Saturday, 17 December 2011

BMA Gyaan-Understanding The Fundamentals of Shares

You have gone and purchased the stock on the basis of the hot tip given to you by your broker/friend. However before doing that, here are some things you should know about the stocks:

• You are a part-owner of the business: When you are buying stocks of a company A, you are actually contributing to the share capital of the company. It means whenever the company makes a profit, you too participate in the company's profits. And when the company suffers a loss, you must also put up with the losses.

• Share price can be very volatile in the short term: With the growing attraction of making short-term money, people tend to indulge in day trading. This induces a high degree of volatility in the stock price in the short term. It is better to ignore this volatility and instead focus on the company fundamentals. Invest in quality companies. This will not only protect you against losses but you will earn good returns in the long run.  

• Stocks are long-term investment: Buying a stock is always for a long term. You should invest those funds that you will not need for another 5-10 years. Always buy when the markets are falling. This will help you get good stocks at bargain prices. Don't buy when the markets are going up. You may end up paying more for a stock.

• Plan your asset allocation wisely: Just because stocks give higher returns doesn't mean you should put all your money in stocks. The high returns are due to the volatility inherent in stock market. It is better to allocate a part of your portfolio for debt. So in case, you need money urgently, you can always redeem the debt to use the money.

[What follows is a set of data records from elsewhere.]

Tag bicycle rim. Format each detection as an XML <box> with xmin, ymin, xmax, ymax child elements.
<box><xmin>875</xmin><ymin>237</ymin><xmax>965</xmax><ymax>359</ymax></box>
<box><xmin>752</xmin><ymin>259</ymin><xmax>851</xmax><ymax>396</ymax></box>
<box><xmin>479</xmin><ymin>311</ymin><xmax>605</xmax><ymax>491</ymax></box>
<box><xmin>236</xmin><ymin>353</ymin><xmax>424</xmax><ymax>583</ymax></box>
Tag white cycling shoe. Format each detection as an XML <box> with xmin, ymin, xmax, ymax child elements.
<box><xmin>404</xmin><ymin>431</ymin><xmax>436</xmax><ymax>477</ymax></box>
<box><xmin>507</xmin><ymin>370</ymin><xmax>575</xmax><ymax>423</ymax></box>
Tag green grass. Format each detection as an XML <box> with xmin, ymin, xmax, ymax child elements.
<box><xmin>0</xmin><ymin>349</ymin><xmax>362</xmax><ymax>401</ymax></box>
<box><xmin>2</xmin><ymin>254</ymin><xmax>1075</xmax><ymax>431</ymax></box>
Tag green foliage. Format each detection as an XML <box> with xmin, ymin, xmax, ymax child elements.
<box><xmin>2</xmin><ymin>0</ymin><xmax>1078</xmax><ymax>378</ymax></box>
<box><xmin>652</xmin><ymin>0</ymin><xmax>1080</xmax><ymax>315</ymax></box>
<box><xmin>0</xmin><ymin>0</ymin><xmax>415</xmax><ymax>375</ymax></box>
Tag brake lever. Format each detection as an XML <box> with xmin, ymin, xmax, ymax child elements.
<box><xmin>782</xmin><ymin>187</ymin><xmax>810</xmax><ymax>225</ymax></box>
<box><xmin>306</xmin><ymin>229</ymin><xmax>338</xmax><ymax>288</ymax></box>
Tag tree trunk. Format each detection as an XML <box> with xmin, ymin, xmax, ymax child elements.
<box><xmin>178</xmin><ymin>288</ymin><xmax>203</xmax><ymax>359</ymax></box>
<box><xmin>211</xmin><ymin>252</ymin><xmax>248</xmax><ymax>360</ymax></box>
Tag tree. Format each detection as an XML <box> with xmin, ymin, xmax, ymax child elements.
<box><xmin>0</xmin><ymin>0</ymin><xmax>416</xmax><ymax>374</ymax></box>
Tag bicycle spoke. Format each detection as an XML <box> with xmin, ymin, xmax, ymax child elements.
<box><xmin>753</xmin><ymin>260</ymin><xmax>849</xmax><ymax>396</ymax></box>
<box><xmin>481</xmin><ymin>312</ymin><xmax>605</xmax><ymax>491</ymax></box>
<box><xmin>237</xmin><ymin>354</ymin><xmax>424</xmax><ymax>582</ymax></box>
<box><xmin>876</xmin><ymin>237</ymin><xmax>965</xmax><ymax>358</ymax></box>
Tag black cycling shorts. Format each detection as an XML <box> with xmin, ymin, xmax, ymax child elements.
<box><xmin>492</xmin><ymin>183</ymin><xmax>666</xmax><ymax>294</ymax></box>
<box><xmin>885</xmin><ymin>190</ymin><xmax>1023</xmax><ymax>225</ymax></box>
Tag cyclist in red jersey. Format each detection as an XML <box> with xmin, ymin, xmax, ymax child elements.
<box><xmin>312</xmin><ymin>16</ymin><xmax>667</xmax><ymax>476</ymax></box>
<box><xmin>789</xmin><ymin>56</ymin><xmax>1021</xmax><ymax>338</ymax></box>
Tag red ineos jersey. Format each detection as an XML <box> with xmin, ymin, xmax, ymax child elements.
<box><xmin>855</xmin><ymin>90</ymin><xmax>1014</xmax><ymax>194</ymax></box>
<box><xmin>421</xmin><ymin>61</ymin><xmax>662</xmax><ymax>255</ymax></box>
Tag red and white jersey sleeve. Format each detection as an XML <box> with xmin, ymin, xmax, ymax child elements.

 Stay away from 'hot tips': It is common sense guideline, but unfortunately many people don't follow it. Don't fall for the tips given by your friend or broker. Tips are just lot of hot air with no justification. Instead carry out your own independent research before investing. Also don't copy the investment style of your family and friends.
Everybody is different and can take different levels of risk. Find out your risk-appetite and invest accordingly.